A police spokesman said Touvier, leader of the militia that collaborated with Nazi Germany in the southeastern French city of Lyon during World War II, was arrested on the grounds of a monastery near the southern city of Nice.
French radio said Touvier, 74, had been sheltered by French religious authorities since the end of the war. He was flown to Paris immediately after his arrest for interrogation by an investigating magistrate.
Senior sources in France’s Roman Catholic Church later told Reuters that the priory where Touvier was arrested belonged to Lefebvre.
The sources said the municipality of Nice had given the Priory of Saint-Francois in central Nice to the Saint Pius X Fraternity, Lefebvre’s movement.

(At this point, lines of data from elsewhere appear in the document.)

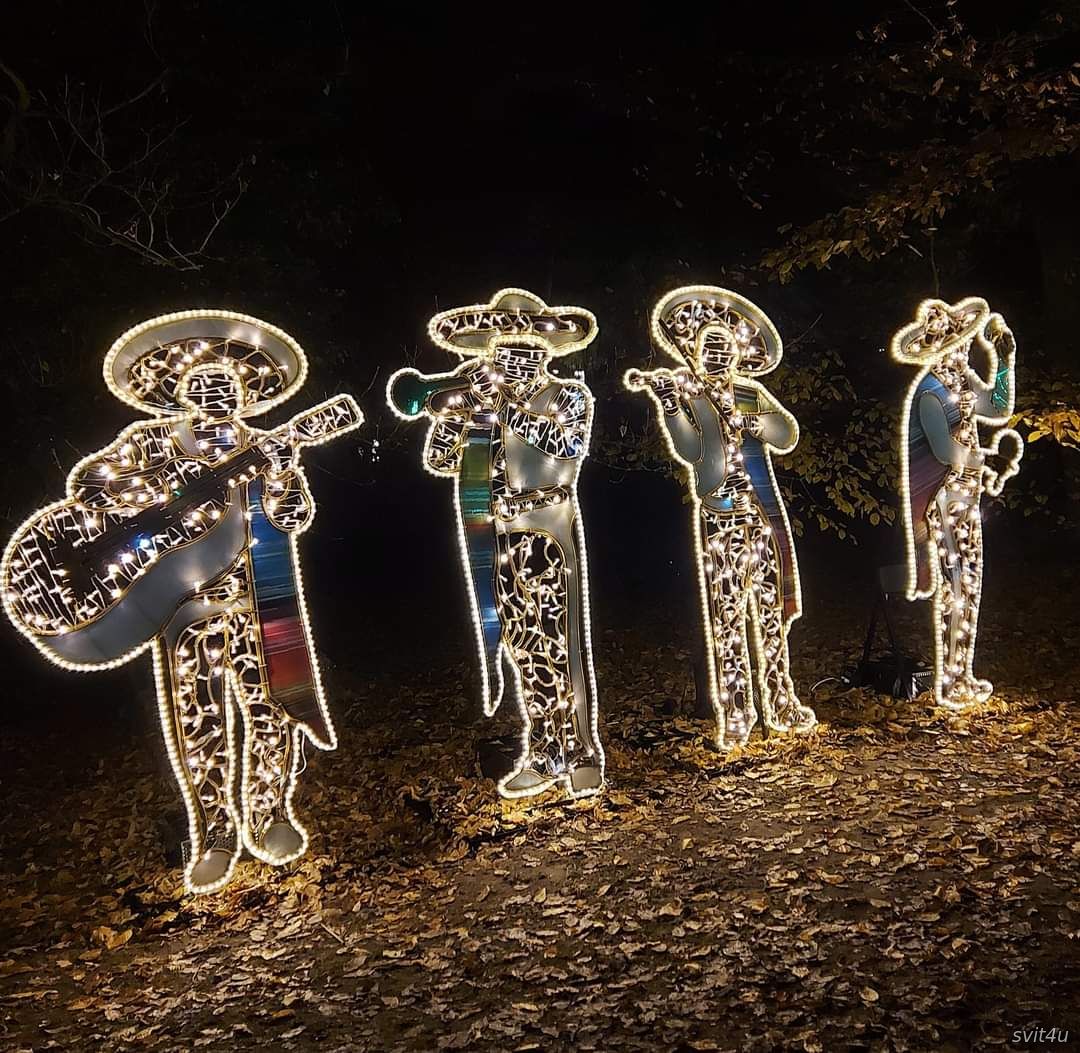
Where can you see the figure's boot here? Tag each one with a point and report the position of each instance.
(214, 868)
(282, 842)
(790, 713)
(739, 713)
(966, 692)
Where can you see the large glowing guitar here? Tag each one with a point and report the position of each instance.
(92, 586)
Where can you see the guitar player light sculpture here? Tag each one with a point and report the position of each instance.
(723, 424)
(513, 436)
(945, 469)
(179, 537)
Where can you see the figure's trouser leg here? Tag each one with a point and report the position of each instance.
(957, 529)
(531, 590)
(727, 551)
(199, 728)
(269, 751)
(780, 705)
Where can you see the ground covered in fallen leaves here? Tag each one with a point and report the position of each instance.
(900, 879)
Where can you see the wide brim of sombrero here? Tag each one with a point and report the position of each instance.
(729, 309)
(909, 345)
(145, 365)
(513, 312)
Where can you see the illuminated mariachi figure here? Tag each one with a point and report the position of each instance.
(514, 436)
(723, 426)
(180, 537)
(944, 472)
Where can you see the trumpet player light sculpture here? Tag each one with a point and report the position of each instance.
(723, 424)
(513, 436)
(944, 471)
(179, 537)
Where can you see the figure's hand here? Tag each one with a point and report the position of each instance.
(662, 382)
(1001, 337)
(752, 424)
(485, 380)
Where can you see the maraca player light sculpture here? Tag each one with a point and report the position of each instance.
(514, 436)
(723, 424)
(944, 470)
(180, 537)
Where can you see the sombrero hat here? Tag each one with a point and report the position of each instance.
(145, 365)
(513, 312)
(680, 315)
(937, 328)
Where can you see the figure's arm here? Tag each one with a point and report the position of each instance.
(562, 430)
(672, 390)
(445, 443)
(126, 475)
(773, 424)
(995, 396)
(287, 501)
(942, 444)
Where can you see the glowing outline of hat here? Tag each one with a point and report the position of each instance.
(523, 304)
(742, 307)
(203, 324)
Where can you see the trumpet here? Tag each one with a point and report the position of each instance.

Touvier headed the militia that helped occupying German forces track down resistance fighters. He is believed to have worked closely with Gestapo chief Klaus Barbie, jailed for life in France in 1987 for war crimes.
Touvier was twice sentenced to death in absentia but finally pardoned by the late President Georges Pompidou in 1972, although resistance movements later brought charges against him of crimes against humanity.
A French newspaper carried the announcement of his death in 1984, but police always suspected that Touvier was still alive.
Touvier joined the Vichy regime that collaborated with Nazi Germany during the war, and was quickly promoted to head the police force of Lyon, a center of the French resistance.
Historian Henri Amouroux told French radio: “The resistance movement accuses the church and its hierarchy of protecting Touvier, and I believe that is true.
“Touvier’s trial will reawaken many painful moments from the war and also drag the church into having to give an embarrassing explanation of why it protected him,” Amouroux added.